JOB SUMMARY:
We are more than a restaurant company—we are a global technology-driven enterprise, optimizing business operations through AI, machine learning, and automation. With brands like KFC, Pizza Hut, Taco Bell, and Habit Burger & Grill, our AI-powered solutions enhance customer experiences and drive operational efficiencies at scale. 
As a Senior Machine Learning Operations Lead, you will take end-to-end ownership of ML infrastructure, model deployments, and system reliability. You will be responsible for scaling machine learning pipelines, ensuring high availability of AI systems, and defining best practices for MLOps and AI observability.
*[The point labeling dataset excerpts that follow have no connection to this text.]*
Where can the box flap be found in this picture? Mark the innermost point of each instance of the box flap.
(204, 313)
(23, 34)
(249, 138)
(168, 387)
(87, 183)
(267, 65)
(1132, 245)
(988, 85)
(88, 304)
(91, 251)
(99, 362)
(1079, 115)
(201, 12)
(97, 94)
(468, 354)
In this role, you will work closely with Machine Learning Engineers (MLEs), Data Scientists, and DevOps teams to create a resilient, high-performance AI ecosystem. 
 

KEY RESPONSIBILITIES: 


ML Infrastructure & Operational Reliability:
• Lead enterprise-wide AI/ML infrastructure strategy, ensuring high availability, scalability, and reliability. 
• Design and implement AI observability frameworks for real-time model monitoring, drift detection, and automated retraining triggers. 
• Own and enforce SLAs/SLOs for AI services, ensuring seamless performance across global deployments. 
• Develop and maintain CI/CD workflows for automated model deployment, rollback strategies, and validation pipelines. 
• Optimize resource allocation and cost efficiency across cloud-based ML environments (AWS, GCP, Azure). 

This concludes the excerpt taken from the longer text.